Charles and Diana were scheduled to arrive on Friday morning, accept the keys to the city at noon, take a guided tour of the marketplace displays (easily the tackiest and most depressing sight Cannes had to offer), and then be present in the evening at a dinner in honor of Sir Alec Guinness. I ran into Peter Noble, who repeated his claim that some of the London dailies were offering £1,000 for press credentials to the dinner. He also speculated that the royal couple had timed their arrival to come the day after the screening of the most prestigious British entry in this year’s festival, Prick Up Your Ears, the story of the murder of playwright Joe Orton by his homosexual lover.
“It’s not the sort of thing they want the royals connected with,” Noble explained.
“What will they be seeing?”
“ The Whales of August. Lillian Gish and Bette Davis. Most eminently respectable. The dodgiest part of their whole visit will be when they go down into the Palais basement to visit the marketplace. I imagine they have an advance team mapping out a route to get them from Canada to Australia to New Zealand without passing any porno displays. ”
The movie was by Lindsay Anderson, the British director, whose elderly cast included Lillian Gish, Bette Davis, Vincent Price, and Ann Southern. It takes place near the end of the season in the Maine cottage where Gish and Davis, sisters, have summered for years. Now they are facing a momentous question: Can Gish still find the strength to care for her blind sister? Price plays an indigent European count who explains, “I have spent my life as the guest of friends.” His latest friend has died, and now he is looking for a new home. Southern has her eye on him.
The movie is sort of an On Golden Pond about really old people (Gish is ninety-two). The actors and their characters are so old they they have passed beyond age and into a sort of status somewhere between survivors and saints. Anderson’s camera lovingly explores their faces, which are wrinkled and old but luminous. Davis, finally stripped of the mask of makeup she has adopted in her old age, looked especially beautiful.
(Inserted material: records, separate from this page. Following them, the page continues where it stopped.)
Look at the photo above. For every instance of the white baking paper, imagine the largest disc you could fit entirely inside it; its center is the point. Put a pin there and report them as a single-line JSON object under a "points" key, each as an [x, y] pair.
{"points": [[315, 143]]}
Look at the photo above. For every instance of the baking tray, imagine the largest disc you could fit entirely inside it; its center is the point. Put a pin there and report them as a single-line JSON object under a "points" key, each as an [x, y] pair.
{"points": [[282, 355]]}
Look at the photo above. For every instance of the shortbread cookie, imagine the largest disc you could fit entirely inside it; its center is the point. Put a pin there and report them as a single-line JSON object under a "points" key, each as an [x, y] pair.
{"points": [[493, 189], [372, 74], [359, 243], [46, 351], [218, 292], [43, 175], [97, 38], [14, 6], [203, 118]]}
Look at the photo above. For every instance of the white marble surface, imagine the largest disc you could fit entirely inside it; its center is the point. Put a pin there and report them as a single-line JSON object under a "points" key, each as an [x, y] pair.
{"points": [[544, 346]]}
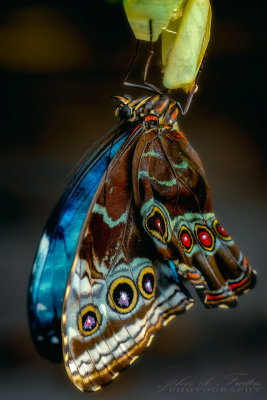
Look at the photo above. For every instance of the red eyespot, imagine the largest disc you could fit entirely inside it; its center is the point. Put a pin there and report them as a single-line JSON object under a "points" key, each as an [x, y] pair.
{"points": [[186, 238], [205, 238]]}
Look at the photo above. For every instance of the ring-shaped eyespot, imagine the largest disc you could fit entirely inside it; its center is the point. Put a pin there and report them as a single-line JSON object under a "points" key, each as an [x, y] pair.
{"points": [[122, 295], [156, 224], [186, 238], [147, 283], [89, 320], [220, 231], [205, 237]]}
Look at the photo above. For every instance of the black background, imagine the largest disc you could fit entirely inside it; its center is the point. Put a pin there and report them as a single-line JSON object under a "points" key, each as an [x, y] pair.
{"points": [[58, 63]]}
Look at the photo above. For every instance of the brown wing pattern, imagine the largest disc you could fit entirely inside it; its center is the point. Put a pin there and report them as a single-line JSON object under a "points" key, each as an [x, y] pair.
{"points": [[118, 293]]}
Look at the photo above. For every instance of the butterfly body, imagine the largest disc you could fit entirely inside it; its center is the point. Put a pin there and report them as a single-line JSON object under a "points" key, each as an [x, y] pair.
{"points": [[148, 227]]}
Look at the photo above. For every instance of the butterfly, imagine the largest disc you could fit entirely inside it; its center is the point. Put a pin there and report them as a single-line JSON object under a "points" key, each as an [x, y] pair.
{"points": [[133, 226]]}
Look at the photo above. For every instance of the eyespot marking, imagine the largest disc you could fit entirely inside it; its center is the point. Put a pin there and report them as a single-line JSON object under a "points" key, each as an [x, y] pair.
{"points": [[186, 238], [89, 320]]}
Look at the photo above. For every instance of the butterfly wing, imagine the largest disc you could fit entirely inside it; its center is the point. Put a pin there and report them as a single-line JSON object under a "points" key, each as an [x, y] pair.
{"points": [[119, 294], [174, 200], [58, 244]]}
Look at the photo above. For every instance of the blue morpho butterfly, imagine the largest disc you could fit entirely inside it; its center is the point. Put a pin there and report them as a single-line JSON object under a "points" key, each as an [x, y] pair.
{"points": [[135, 222]]}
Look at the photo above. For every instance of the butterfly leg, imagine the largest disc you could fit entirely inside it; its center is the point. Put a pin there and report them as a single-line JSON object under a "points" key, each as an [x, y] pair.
{"points": [[192, 92], [146, 85]]}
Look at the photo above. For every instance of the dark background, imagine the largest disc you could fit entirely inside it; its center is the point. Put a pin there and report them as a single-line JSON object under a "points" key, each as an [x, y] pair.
{"points": [[58, 63]]}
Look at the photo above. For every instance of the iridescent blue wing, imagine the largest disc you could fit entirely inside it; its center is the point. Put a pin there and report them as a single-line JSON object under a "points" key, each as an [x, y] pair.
{"points": [[58, 245]]}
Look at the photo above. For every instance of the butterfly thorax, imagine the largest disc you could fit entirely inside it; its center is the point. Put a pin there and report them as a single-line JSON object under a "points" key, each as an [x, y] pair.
{"points": [[156, 110]]}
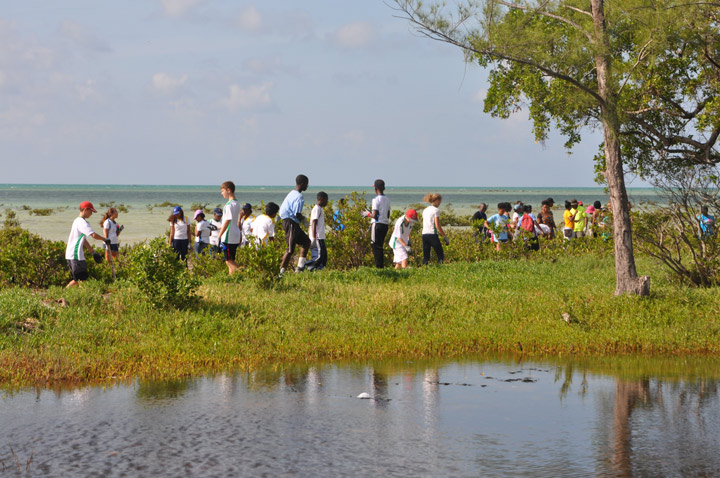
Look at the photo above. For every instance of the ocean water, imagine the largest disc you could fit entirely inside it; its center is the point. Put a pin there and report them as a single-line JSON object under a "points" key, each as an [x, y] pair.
{"points": [[143, 221]]}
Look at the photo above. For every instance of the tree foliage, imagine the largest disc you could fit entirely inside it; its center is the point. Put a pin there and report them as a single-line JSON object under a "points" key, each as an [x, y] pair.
{"points": [[645, 72]]}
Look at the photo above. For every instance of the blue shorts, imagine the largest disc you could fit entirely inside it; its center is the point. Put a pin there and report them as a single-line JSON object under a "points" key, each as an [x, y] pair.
{"points": [[229, 252]]}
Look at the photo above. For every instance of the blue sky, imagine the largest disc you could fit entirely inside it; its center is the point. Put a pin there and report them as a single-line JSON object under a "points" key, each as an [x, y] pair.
{"points": [[200, 91]]}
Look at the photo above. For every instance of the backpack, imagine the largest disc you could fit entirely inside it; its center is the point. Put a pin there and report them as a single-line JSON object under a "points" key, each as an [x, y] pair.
{"points": [[527, 223]]}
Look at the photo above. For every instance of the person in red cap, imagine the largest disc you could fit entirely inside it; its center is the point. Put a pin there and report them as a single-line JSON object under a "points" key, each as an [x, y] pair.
{"points": [[74, 253], [400, 239]]}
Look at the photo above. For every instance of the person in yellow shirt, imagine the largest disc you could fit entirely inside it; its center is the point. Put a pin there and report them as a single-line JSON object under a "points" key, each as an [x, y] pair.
{"points": [[579, 219], [568, 219]]}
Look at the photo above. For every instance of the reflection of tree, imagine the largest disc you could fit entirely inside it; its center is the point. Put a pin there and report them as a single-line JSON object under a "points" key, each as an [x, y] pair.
{"points": [[566, 375], [664, 429], [157, 389], [627, 395]]}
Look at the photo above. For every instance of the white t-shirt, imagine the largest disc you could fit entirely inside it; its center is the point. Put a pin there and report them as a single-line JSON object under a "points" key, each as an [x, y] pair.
{"points": [[429, 215], [263, 229], [401, 231], [204, 228], [215, 235], [80, 229], [180, 230], [111, 227], [246, 228], [381, 203], [231, 212], [317, 214]]}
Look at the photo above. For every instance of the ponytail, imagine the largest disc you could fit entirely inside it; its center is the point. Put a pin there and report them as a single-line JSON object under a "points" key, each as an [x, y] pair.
{"points": [[107, 215], [432, 197]]}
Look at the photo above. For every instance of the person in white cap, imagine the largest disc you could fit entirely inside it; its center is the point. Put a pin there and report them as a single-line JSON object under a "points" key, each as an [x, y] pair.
{"points": [[400, 239], [74, 253], [202, 232]]}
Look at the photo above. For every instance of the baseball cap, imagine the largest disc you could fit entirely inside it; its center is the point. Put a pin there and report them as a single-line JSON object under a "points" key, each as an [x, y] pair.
{"points": [[87, 205]]}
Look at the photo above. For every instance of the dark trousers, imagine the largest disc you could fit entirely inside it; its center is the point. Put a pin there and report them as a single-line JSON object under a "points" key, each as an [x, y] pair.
{"points": [[180, 247], [378, 232], [319, 255], [432, 241]]}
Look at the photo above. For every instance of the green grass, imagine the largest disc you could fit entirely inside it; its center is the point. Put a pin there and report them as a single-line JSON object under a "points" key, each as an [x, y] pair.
{"points": [[510, 306]]}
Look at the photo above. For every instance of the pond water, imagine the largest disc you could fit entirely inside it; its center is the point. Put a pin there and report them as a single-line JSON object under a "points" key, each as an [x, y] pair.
{"points": [[475, 417]]}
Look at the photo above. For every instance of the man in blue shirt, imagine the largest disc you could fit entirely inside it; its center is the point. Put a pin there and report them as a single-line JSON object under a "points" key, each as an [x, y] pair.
{"points": [[706, 222], [291, 215]]}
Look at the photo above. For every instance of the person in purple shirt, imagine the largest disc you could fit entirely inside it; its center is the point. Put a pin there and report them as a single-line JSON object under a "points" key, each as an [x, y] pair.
{"points": [[291, 215]]}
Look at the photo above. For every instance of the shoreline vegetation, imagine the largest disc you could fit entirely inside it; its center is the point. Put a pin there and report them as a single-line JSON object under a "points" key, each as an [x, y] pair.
{"points": [[162, 320], [110, 332]]}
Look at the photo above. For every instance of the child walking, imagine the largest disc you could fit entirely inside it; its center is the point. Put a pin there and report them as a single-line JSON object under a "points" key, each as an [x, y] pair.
{"points": [[111, 231], [230, 234], [291, 215], [379, 223], [202, 232], [246, 219], [318, 251], [215, 226], [498, 225], [179, 233], [432, 230], [400, 239], [74, 253], [264, 225]]}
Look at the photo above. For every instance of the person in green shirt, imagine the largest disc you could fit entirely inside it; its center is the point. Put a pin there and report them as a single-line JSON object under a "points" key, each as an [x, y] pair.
{"points": [[579, 218]]}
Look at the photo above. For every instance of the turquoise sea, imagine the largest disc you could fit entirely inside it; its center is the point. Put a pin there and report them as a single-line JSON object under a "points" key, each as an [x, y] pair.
{"points": [[141, 222]]}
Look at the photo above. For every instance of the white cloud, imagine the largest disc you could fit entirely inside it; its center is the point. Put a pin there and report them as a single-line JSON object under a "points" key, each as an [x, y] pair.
{"points": [[479, 95], [354, 35], [166, 83], [83, 37], [355, 136], [177, 8], [253, 96], [249, 19]]}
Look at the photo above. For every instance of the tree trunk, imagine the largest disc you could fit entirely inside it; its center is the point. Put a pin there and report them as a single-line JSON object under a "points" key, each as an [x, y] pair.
{"points": [[627, 280]]}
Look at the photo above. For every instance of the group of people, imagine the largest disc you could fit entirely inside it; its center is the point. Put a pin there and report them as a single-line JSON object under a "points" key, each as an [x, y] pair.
{"points": [[513, 222], [235, 226]]}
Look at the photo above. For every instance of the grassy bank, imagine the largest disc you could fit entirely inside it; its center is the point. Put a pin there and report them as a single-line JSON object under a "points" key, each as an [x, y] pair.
{"points": [[110, 331]]}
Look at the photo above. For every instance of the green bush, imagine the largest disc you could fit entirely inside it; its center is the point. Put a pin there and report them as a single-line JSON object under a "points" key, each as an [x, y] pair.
{"points": [[165, 280], [262, 264], [349, 248], [207, 264], [27, 260]]}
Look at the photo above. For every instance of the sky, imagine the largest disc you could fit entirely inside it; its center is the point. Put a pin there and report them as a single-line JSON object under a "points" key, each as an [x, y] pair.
{"points": [[203, 91]]}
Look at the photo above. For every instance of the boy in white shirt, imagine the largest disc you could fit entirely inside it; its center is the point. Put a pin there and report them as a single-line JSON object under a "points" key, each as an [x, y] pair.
{"points": [[400, 239], [380, 219], [246, 219], [318, 251], [202, 232], [215, 226], [230, 234], [74, 253], [264, 225]]}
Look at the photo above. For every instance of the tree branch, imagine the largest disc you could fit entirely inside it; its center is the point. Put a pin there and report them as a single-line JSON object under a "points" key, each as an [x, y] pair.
{"points": [[439, 35], [539, 11]]}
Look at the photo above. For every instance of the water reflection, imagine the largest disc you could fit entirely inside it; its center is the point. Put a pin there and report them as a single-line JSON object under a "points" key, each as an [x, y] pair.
{"points": [[494, 417]]}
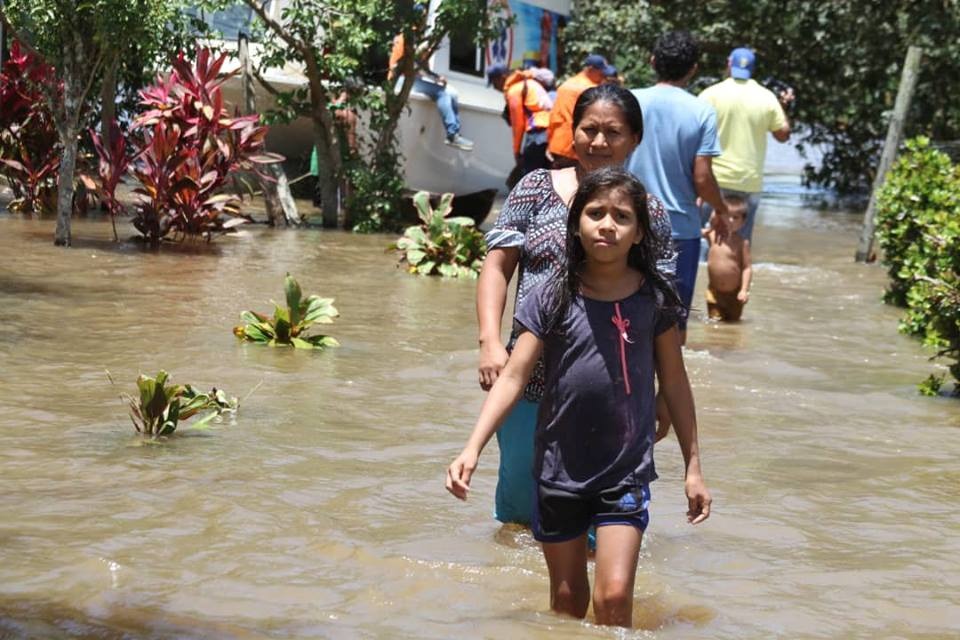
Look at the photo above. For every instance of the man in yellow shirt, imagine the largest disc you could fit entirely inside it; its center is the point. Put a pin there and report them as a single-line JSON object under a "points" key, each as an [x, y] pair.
{"points": [[746, 111], [560, 130]]}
Lillian Gish was in splendid form later in the afternoon, at her press conference in the Palais. She was A wearing a print dress and a floppy straw hat, and when the audience stood up and cheered her entrance, she looked as if she thought she deserved every moment of the ovation, which of course she did. This was the woman who starred in The Birth of a Nation, and whose presence at Cannes represented the whole life span of the feature film as an art form. Never married, rumored to still be carrying a torch for D.W. Griffith after all these years, Gish revealed some surprising memories, like the time Louis B. Mayer offered to boost her career by involving her in a scandal.
“Lillian,” she said Mayer told her one day in 1929, “you’re way up there on a pedestal and nobody cares. Let me knock you off. I know I can help your career—let me arrange a scandal for you. ”
Miss Gish paused for dramatic effect. “Well,” she remembered replying, “I’ve never had a scandal, Mr. Mayer. I ve never done anything that wasn’t public knowledge. The rest of the time, I spend with my mother and my sister Dorothy. ”
But Mayer was insistent, Gish said, and so she finally answered, “Give me three days. ” At the end of the three days she told Mayer she did not want to have her career helped by a scandal, and Mayer said, “I can ruin you! ” So, she said, she packed up and returned to Broadway—where she appeared on the stage for six years. Miss Gish nevertheless found time to make about 106 movies in a career that began with Griffith at the dawn of the feature film, and still continues, even though she lamented the fact that actresses seem to age faster than actors in Hollywood.
“When I was very young, I played the child of Lionel Barrymore. Some years later, I played the woman he loved. A few years after that, I played his wife. And I promise you, if Lionel Barrymore had lived long enough—I would have ‘ played his mother. ”
Nobody asked her what sort of scandal L.B. Mayer had in mind.
The press conference for Gish was an example of what has become an art form at Cannes, the ritualized confrontations between the stars, the directors, and the press. Most ofthe press conferences take place in the Salon du Presse, inside the Palais, but the biggest stars, like Paul Newman, Clint Eastwood, or James Stewart, are moved upstairs to the Ambassadeurs nightclub to accommodate the overflow.